REPUBLIKA.CO.ID, JAKARTA -- Israel meningkatkan tekanan terhadap perundingan yang berbelit-belit untuk mendapatkan kesepakatan yang sulit dicapai. Ini terjadi saat situasi di kota Rafah menjadi tegang ketika ingin memasuki bulan Ramadhan.
Para pemimpin Arab sudah sangat cemas dengan dimulainya bulan suci Ramadhan. "Ramadhan sudah di depan mata dan jika situasi di Rafah berkembang, ini akan menjadi waktu yang sangat-sangat berbahaya di wilayah ini," ujar Perdana Menteri Qatar Sheikh Mohammed bin Abdulrahman Al Thani memperingatkan pada Konferensi Keamanan tahunan di Munich, Selasa (20/02/2024).
Kekhawatiran yang nyata dari seorang pemimpin Arab yang terlibat langsung dalam negosiasi yang berlarut-larut untuk menukar sandera Israel dengan tahanan Palestina, dan mencapai gencatan senjata dalam perang yang memilukan ini, sedang digaungkan dengan kuat oleh para pejabat Arab lainnya. Kekhawatiran utama mereka adalah situasi yang sangat mudah terbakar di Tepi Barat yang diduduki, di mana ketegangan dan kekerasan terus meningkat.

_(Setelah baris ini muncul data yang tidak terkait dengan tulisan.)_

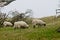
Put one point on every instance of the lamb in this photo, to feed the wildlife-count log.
(20, 24)
(7, 23)
(38, 22)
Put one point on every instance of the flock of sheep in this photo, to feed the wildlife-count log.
(23, 24)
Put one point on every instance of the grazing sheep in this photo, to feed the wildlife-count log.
(7, 24)
(38, 22)
(20, 24)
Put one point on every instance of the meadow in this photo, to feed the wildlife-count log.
(42, 33)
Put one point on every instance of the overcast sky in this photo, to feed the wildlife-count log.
(41, 8)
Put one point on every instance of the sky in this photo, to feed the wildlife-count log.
(41, 8)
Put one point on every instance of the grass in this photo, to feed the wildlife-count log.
(43, 33)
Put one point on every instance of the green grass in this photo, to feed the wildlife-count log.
(42, 33)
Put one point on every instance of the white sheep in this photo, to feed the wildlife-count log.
(7, 23)
(38, 22)
(20, 24)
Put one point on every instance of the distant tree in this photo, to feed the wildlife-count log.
(5, 2)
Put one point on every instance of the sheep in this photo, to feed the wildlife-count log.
(20, 24)
(7, 23)
(38, 22)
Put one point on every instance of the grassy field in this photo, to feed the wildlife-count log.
(42, 33)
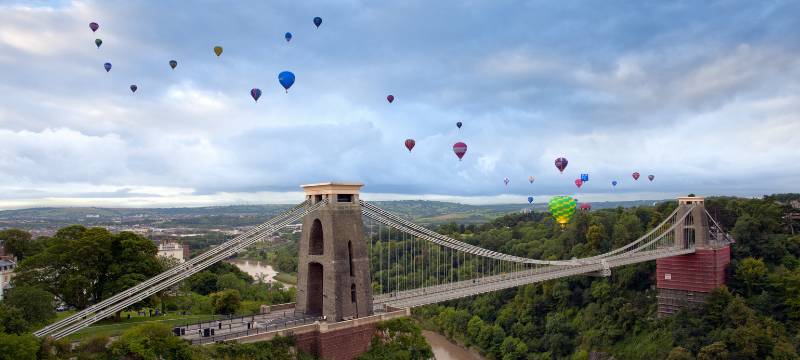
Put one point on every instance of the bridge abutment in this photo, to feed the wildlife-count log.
(685, 281)
(333, 268)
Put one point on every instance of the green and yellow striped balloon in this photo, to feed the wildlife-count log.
(562, 208)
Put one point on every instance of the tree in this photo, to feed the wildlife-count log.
(18, 347)
(36, 304)
(226, 301)
(12, 321)
(19, 243)
(715, 351)
(680, 353)
(595, 236)
(81, 266)
(151, 340)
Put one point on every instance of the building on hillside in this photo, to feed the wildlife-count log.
(6, 273)
(171, 249)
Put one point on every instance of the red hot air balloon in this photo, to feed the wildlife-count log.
(460, 149)
(561, 164)
(410, 144)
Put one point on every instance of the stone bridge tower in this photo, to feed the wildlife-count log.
(333, 269)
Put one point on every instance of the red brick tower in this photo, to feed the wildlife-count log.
(685, 281)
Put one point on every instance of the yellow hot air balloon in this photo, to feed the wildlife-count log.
(562, 208)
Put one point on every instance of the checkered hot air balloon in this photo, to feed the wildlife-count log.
(562, 208)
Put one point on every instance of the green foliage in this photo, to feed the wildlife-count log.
(151, 340)
(400, 339)
(20, 243)
(35, 304)
(18, 347)
(81, 266)
(226, 301)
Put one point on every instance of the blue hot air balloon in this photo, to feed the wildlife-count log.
(255, 93)
(286, 79)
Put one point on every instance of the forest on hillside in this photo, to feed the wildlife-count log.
(755, 316)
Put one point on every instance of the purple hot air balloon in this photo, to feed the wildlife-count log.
(255, 93)
(561, 164)
(460, 149)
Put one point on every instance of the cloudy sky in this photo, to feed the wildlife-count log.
(702, 95)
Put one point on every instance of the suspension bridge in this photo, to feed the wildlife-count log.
(357, 260)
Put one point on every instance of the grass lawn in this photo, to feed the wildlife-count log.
(286, 278)
(115, 328)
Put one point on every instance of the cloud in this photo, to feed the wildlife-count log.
(700, 95)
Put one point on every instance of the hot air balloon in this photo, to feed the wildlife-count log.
(561, 164)
(410, 144)
(562, 208)
(286, 79)
(255, 93)
(460, 149)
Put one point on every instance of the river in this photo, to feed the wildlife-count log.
(445, 350)
(442, 349)
(255, 267)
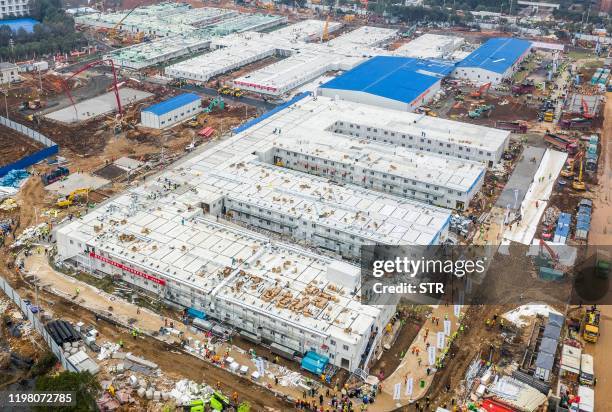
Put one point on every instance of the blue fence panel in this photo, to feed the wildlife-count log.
(28, 161)
(272, 112)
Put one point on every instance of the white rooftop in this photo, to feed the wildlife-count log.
(431, 46)
(426, 167)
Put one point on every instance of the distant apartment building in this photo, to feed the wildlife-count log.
(9, 73)
(10, 8)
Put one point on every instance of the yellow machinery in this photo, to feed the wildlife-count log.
(568, 170)
(591, 325)
(72, 197)
(578, 184)
(549, 116)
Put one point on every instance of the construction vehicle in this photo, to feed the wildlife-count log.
(54, 175)
(578, 183)
(525, 87)
(75, 195)
(482, 90)
(513, 126)
(549, 116)
(480, 110)
(325, 33)
(591, 325)
(216, 102)
(568, 170)
(561, 142)
(226, 91)
(587, 373)
(585, 110)
(575, 123)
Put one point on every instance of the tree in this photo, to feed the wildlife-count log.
(83, 385)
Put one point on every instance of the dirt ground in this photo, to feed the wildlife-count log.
(601, 234)
(391, 359)
(172, 362)
(14, 146)
(505, 108)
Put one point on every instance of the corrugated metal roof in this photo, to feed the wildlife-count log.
(496, 54)
(172, 104)
(396, 78)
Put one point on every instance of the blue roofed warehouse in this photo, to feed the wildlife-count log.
(171, 111)
(400, 83)
(495, 60)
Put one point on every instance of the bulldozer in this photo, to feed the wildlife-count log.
(578, 183)
(568, 170)
(75, 195)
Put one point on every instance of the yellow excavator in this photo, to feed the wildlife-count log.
(578, 183)
(568, 170)
(75, 195)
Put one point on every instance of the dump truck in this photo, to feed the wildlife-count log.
(591, 325)
(54, 175)
(523, 88)
(587, 373)
(74, 196)
(575, 123)
(513, 126)
(562, 143)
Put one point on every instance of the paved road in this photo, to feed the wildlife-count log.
(601, 234)
(209, 91)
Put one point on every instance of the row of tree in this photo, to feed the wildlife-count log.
(54, 34)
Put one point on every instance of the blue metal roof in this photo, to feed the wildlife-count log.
(496, 54)
(397, 78)
(172, 104)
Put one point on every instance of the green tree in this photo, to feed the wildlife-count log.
(83, 384)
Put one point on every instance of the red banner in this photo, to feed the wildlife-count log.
(128, 269)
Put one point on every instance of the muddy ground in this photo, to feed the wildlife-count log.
(14, 146)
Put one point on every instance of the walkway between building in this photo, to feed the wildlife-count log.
(536, 199)
(415, 373)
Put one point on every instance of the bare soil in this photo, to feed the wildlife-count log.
(14, 146)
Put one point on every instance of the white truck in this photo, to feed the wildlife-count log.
(587, 374)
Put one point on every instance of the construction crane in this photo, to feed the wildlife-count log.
(86, 67)
(482, 90)
(568, 171)
(578, 183)
(325, 34)
(113, 32)
(585, 110)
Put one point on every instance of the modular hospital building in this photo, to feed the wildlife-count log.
(244, 232)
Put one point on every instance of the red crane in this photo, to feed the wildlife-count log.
(482, 90)
(585, 110)
(89, 66)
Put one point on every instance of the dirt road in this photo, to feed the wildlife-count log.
(173, 363)
(601, 234)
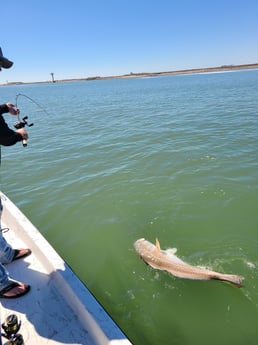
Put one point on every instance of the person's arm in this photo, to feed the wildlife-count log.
(8, 137)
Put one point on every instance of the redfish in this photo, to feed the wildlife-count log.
(166, 260)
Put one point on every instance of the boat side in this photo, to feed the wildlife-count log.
(59, 309)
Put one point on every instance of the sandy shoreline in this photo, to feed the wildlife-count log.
(149, 74)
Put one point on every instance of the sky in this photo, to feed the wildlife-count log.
(88, 38)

"Tepi Barat adalah tong mesiu yang menunggu untuk meledak dan, jika meledak, maka semuanya akan berakhir," tegas Menteri Luar Negeri Yordania dan Wakil Perdana Menteri Ayman Safadi dalam sebuah wawancara dengan BBC di Munchen.
Di tengah-tengah pernyataan Israel bahwa mereka harus mengirimkan pasukannya ke Rafah untuk menyelesaikan operasi "menghancurkan Hamas", Mesir telah memperkuat pertahanan di sepanjang perbatasannya, termasuk pembangunan tembok pembatas. Gambar satelit yang menunjukkan area seluas sekitar delapan mil persegi yang dipagari tembok setinggi 7 meter telah memicu spekulasi bahwa Kairo sedang mempersiapkan skenario terburuk-bahwa ribuan orang Palestina tidak akan memiliki tempat lain untuk berlindung kecuali di seberang perbatasan.